IX. César, étant venu du pays des Ménapes dans celui des Trévires, résolut, pour deux motifs, de passer le Rhin : l’un, pour punir les Germains d’avoir envoyé des secours aux Trévires, ses ennemis ; l’autre, pour fermer à Ambiorix toute retraite chez eux. En conséquence, il voulut construire un pont un peu au-dessus de l’endroit où s’était antérieurement effectué le passage de l’armée. Grâce à la connaissance des procédés déjà employés, et à l’ardeur extrême des soldats, l’ouvrage fut achevé en peu de jours. Après avoir laissé une forte garde à la tête du pont, du côté des Trévires, dans la prévision de quelque mouvement subit de la part de ce peuple, il passa le fleuve avec le reste des légions et la cavalerie. Les Ubiens, qui, avant ce temps, lui avaient donné des otages et s’étaient rendus à lui, envoient des députés pour se justifier, et lui exposer « qu’ils n’ont ni prêté des secours aux Trévires, ni violé leur foi. » Ils demandent avec prière « qu’on les épargne, et que, dans la haine générale contre les Germains, on ne fasse point supporter aux innocents les châtiments dus aux coupables ; si César exige de nouveaux otages, ils offrent de les donner. » César s’informa du fait, et apprit que les secours avaient été envoyés par les Suèves ; il reçut les satisfactions des Ubiens, et s’enquit des chemins et des passages qui conduisaient chez les Suèves.

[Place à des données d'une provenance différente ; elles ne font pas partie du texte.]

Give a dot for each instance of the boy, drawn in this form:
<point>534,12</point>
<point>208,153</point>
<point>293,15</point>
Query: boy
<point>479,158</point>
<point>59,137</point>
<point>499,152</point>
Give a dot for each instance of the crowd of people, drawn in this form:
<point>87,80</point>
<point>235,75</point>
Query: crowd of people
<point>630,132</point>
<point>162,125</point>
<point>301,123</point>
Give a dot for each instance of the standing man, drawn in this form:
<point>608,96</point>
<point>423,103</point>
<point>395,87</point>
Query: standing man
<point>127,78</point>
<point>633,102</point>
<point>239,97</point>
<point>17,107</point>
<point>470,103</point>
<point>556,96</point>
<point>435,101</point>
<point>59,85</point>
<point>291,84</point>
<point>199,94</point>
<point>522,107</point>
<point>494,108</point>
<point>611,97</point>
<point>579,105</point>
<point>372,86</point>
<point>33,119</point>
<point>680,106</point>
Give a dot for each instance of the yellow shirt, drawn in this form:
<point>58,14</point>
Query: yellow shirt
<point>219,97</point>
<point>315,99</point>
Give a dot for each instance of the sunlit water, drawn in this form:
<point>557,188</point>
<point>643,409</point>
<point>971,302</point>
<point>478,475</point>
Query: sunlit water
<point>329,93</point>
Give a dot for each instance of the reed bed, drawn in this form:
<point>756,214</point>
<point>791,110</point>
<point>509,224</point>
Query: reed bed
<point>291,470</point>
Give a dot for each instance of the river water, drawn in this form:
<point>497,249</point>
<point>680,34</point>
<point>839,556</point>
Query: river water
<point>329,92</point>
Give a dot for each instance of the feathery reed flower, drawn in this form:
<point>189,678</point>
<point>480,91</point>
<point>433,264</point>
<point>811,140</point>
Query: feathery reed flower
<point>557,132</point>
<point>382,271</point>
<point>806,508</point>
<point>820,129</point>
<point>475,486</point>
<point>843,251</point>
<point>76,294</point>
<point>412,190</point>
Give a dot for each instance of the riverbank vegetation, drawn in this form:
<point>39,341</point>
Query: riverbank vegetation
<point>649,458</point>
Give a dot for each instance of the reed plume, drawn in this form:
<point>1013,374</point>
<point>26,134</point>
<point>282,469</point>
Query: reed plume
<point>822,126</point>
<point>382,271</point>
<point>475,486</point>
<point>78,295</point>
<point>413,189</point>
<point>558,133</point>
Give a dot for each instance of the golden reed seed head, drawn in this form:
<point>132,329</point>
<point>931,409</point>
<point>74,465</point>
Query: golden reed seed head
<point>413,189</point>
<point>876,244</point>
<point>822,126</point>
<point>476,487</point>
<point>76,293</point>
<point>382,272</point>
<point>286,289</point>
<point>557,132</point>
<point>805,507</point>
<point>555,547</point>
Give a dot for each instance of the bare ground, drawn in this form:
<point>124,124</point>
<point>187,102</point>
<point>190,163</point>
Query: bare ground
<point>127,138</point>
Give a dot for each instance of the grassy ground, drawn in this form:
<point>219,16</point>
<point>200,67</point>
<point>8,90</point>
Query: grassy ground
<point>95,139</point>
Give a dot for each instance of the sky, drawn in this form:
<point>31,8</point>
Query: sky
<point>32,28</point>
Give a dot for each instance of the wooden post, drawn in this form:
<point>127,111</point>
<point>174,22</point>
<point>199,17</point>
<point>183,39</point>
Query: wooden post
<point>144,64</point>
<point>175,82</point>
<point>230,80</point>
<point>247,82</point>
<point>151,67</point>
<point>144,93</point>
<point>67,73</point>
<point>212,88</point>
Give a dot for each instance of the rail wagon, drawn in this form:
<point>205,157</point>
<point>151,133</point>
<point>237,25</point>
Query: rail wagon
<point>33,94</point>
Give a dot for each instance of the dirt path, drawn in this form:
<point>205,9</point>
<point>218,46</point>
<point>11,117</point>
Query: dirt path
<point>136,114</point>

X. Peu de jours après, il sut des Ubiens que les Suèves rassemblaient toutes leurs troupes en un seul lieu, et qu’ils avaient ordonné aux nations qui étaient dans leur dépendance de leur envoyer des secours tant en infanterie qu’en cavalerie. Sur cet avis, César se pourvoit de vivres, choisit pour le camp une position avantageuse, et enjoint aux Ubiens d’abandonner les campagnes et de faire passer dans les places fortes leur bétail et tous leurs biens, espérant amener, par la famine, ces hommes barbares et ignorants à la nécessité de combattre avec désavantage. Il charge les Ubiens d’envoyer chez les Suèves de nombreux éclaireurs pour connaître tout ce qu’ils font. Ses ordres sont exécutés, et, peu de jours après, on lui rapporte « que les Suèves, instruits par des messagers de l’approche de l’armée romaine, s’étaient, avec toutes leurs troupes et celles de leurs alliés, retirés jusqu’à l’extrémité de leur territoire ; que là est une forêt d’une grandeur immense, appelée Bacenis[1], qui s’étend fort avant dans l’intérieur du pays, et qui, placée comme un mur naturel entre les Suèves et les Chérusques, met ces deux

  1. Selon Cellerius, cette forêt est ce qu’on appelle aujourd’hui le Hartz, en Basse-Saxe, dans la principauté de Wolfenbuttel. — La véritable position de ce peuple est inconnue.